Re: [PATCH] blk-wbt: use fast inverse square root to optimize window size calculation

[Date Prev][Date Next][Thread Prev][Thread Next][Date Index][Thread Index]

 



Hi,

在 2025/07/27 19:21, Meng Shao Liu 写道:
Optimize the computation of cur_win_nsec = win_nsec / sqrt(scale_step + 1)
in blk-wbt by introducing a fast inverse square root algorithm.
This approach replaces the original use of int_sqrt and division with a
more efficient and accurate approximation method.

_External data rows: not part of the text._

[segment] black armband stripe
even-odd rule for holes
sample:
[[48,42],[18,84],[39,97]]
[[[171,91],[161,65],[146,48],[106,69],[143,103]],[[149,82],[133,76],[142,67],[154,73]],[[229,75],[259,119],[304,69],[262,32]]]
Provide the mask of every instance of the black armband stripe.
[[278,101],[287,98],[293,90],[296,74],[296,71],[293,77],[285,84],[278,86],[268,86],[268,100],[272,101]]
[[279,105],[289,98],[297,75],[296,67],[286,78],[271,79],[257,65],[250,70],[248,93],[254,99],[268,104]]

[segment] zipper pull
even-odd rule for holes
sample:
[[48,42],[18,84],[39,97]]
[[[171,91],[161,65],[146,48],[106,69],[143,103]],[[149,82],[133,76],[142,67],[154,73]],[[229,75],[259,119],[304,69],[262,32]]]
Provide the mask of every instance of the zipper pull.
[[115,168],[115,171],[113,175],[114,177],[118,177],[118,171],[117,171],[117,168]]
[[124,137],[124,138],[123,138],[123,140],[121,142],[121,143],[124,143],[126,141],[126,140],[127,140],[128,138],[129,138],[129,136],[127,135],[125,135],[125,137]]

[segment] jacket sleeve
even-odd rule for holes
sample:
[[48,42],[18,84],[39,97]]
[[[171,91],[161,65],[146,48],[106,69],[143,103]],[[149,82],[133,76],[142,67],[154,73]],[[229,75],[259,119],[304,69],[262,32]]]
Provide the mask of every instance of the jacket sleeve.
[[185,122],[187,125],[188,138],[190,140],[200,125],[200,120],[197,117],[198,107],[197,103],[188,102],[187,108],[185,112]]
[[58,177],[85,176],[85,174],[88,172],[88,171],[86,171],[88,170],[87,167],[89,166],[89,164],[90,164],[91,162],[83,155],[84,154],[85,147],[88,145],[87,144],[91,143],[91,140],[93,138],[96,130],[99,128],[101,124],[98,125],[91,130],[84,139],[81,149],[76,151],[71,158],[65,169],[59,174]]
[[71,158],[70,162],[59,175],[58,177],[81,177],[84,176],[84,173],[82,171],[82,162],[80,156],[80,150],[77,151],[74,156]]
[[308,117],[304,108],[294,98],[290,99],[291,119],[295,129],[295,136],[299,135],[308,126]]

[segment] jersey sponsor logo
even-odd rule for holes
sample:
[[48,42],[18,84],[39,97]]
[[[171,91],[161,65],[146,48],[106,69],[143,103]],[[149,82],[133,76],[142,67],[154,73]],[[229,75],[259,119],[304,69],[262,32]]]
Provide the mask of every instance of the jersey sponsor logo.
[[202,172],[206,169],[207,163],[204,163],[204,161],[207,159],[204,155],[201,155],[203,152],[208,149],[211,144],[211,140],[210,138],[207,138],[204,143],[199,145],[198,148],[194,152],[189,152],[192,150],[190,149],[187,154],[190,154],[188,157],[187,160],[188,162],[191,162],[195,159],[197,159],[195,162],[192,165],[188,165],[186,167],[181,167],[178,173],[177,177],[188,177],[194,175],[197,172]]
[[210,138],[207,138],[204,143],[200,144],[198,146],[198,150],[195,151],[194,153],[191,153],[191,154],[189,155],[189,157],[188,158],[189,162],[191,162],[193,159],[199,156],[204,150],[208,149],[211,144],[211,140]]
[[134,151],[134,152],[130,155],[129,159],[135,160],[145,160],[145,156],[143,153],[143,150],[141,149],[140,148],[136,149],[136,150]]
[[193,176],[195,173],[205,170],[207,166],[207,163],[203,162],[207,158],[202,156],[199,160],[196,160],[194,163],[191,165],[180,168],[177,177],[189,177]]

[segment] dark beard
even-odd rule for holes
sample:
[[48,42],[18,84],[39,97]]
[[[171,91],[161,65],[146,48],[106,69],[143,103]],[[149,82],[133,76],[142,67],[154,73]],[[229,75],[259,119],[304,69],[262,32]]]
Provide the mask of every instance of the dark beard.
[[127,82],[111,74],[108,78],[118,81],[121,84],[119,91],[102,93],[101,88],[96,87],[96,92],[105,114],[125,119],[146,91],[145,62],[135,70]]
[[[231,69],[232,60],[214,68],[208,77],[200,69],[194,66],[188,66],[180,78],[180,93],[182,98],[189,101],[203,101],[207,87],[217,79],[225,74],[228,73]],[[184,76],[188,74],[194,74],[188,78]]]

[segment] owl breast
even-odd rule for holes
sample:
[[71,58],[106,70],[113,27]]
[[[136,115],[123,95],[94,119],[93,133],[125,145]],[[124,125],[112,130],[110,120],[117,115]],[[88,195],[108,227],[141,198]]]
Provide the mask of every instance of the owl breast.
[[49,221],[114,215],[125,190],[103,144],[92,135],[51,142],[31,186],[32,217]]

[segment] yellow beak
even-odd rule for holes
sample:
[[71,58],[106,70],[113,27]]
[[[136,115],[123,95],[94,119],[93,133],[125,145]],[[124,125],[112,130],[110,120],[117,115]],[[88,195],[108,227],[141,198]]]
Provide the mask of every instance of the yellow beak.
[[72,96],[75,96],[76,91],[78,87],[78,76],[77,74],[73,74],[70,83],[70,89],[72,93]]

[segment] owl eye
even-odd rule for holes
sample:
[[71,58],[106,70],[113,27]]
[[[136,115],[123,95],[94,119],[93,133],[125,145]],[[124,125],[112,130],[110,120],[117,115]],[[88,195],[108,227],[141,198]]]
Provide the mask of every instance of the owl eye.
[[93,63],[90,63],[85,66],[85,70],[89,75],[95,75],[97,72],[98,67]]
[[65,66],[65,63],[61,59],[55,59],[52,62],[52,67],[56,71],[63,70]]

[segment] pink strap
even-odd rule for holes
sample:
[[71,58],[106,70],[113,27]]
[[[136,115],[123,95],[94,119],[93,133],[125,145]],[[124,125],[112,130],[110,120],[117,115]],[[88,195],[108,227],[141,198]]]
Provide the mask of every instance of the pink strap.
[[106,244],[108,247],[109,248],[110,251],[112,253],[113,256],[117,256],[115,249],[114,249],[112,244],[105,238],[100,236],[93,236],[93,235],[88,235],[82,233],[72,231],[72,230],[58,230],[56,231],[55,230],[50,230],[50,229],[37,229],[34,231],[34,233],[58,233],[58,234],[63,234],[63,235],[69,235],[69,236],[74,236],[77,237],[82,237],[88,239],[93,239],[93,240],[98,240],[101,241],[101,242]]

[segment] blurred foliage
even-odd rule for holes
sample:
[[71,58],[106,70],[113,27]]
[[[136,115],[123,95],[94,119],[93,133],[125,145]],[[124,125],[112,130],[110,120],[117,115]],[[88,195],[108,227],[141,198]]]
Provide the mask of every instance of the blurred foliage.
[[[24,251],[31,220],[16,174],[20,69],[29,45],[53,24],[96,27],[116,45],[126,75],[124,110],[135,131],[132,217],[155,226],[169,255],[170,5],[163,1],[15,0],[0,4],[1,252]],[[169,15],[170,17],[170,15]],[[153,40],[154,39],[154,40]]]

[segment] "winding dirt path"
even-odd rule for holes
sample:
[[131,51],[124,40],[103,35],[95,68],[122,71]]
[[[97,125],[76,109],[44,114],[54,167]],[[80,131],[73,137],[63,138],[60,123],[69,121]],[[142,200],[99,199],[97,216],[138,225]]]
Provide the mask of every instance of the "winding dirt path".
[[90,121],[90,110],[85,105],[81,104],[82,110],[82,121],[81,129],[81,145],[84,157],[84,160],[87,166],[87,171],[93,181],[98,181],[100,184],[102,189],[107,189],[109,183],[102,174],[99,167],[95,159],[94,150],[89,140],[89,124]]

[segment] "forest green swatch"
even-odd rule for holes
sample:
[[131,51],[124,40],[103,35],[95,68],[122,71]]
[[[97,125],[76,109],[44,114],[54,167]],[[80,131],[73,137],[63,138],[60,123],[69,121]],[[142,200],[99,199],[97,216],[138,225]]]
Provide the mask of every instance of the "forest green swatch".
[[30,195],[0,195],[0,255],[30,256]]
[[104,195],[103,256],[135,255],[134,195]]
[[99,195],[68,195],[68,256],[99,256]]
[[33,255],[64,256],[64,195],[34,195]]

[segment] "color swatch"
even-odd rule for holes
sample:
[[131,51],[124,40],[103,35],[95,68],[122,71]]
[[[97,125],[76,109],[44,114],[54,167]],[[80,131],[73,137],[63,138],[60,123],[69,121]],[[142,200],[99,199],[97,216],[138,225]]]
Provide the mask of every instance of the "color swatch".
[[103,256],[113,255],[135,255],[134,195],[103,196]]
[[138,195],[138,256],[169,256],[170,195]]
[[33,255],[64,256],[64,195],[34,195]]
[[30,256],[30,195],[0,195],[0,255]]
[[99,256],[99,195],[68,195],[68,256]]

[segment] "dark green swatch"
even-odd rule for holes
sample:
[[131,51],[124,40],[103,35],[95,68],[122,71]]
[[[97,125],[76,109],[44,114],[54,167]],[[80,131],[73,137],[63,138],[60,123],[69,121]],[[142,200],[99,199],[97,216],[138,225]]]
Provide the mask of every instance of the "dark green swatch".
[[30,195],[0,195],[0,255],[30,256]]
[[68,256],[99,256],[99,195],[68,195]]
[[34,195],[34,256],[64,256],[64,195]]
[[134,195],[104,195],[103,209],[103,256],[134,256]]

Signed-off-by: Meng Shao Liu <sau525@xxxxxxxxx>
---
Since this fast inverse square root algorithm now appears in three locations
(blk-wbt, sch_cake, codel), it might be worth considering refactoring
the implementation into a shared helper to reduce duplication and ensure consistency.
However, this patch focuses solely on introducing the optimization in blk-wbt.

  block/blk-wbt.c | 60 +++++++++++++++++++++++++++++++++++++++++--------
  1 file changed, 51 insertions(+), 9 deletions(-)


Do you have numbers how this optimization is helper for wbt? Any
difference for IO perforamce or other overhead?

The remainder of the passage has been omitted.